Groupes Madagascar | Création : 1987 | Styles :  World / Musique du monde Site internet

Fondé en 1991 par la charismatique Hanitrarivo Rasoanaivo dite “Hanitra”, le groupe Tarika puise sa force dans ses harmonies puissantes, ses grooves énergiques et ses fusions avec des musiques d’Indonésie et d’Afrique de l’Ouest. En 2005, il est rebaptisé Tarika Bé, une formation s’inspirant de l’expérience de leurs aînés.

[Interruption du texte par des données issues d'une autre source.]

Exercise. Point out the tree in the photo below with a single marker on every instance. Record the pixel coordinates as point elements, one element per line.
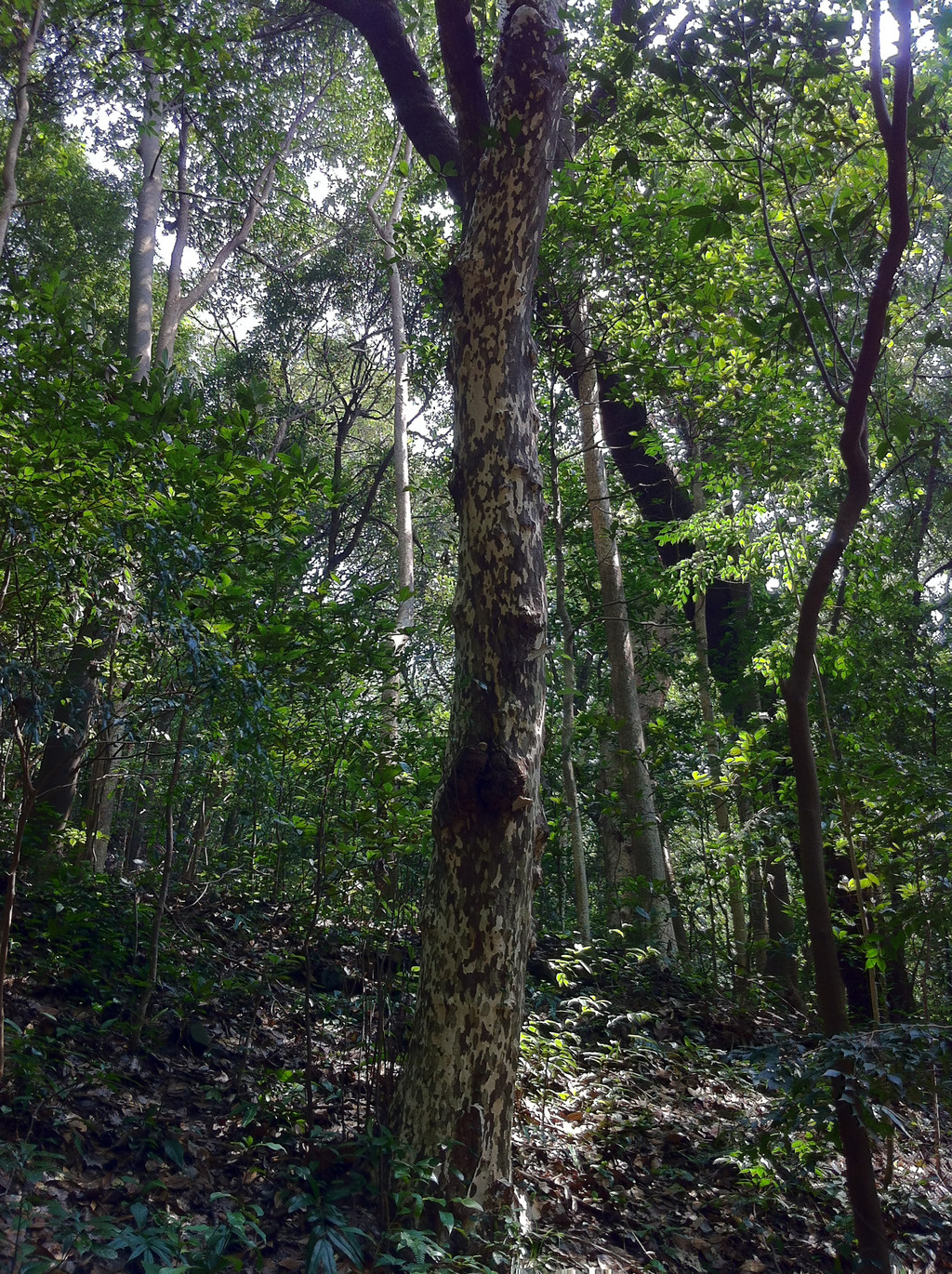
<point>854,447</point>
<point>488,826</point>
<point>20,100</point>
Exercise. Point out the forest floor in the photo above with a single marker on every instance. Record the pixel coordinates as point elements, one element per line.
<point>658,1129</point>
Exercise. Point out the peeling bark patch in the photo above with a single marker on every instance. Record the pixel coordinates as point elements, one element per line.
<point>487,823</point>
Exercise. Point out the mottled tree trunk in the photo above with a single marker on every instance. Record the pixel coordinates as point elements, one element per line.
<point>488,825</point>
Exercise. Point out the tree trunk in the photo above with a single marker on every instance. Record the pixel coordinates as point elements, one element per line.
<point>103,789</point>
<point>721,816</point>
<point>860,1181</point>
<point>55,784</point>
<point>178,305</point>
<point>20,102</point>
<point>570,786</point>
<point>143,258</point>
<point>402,458</point>
<point>780,961</point>
<point>646,856</point>
<point>488,825</point>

La passionaria de Madagascar

Force, vigueur et humour, telles sont les trois qualités de l’album du groupe malgache Tarika, Soul Makassar produit par la maison anglaise Rogue Music. Récompensé en 1997 pour son précédent album Son Egal, ce groupe unique mené par la trépidante Hanitra Rasoanaivo s’illustre depuis de nombreuses années par une musique sans compromis et des textes ancrés dans la réalité et le passé malgaches. Cet « Alex Haley féminin » s’est ainsi rendu en 1999 en Indonésie et plus précisément au Timor à l’époque en proie à de violents affrontements à la recherche de ses racines indonésiennes. Elle y a découvert le « sasandu », ancêtre de la « valiha » malgache, forme de harpe taillée elle-aussi dans du bambou mais aussi les musiques, les rituels semblables à ceux de son île et des similitudes physiques avec les Mérinas, peuple des Hauts Plateaux de Madagascar. De cette expérience marquante, Hanitra a tiré l’album Soul Makassar essentiellement inspiré (contrairement aux autres) des rythmes des Hauts Plateaux. On y retrouve cet étonnant dosage de langueur et de rythmes légers sans oublier la magnifique flûte indonésienne appelée « sodina » à Madagascar et qui fut immortalisée par le vieux Rakoto Frah disparu le 02 octobre 2001.

De son séjour chez les peuples Bugis, Makassar et Torajan, Hanitra a tiré un titre mélancolique « Sulawesi », nom de l’île d’où, prétend la légende, les hommes seraient partis en bateau pour rejoindre Madagascar. Dans cet album imprégné d’histoire, se mêlent instruments malgaches et indonésiens. « Aretina » offre un étrange contraste entre le rythme enlevé du salegy et les sanglots du violon indonésien. « Tovavavi » nous offre un petit voyage dans la country musique, ballade nonchalante évoquant les femmes indonésiennes enfermées dans leurs maisons à l’abri du soleil qui rend la peau trop foncée. « Set me free », nous offre une belle démonstration de marovany, cette guitare chantante célèbrée par D’Gary. Fusion surprenante de hip hop malgache et de tonalités indonésiennes dans laquelle la flûte télescope des voix inquiétantes, « Madindo » parle de fureur, de police et de violence. Au Timor et à Jakarta, les retrouvailles n’eurent pas seulement un goût de douce nostalgie.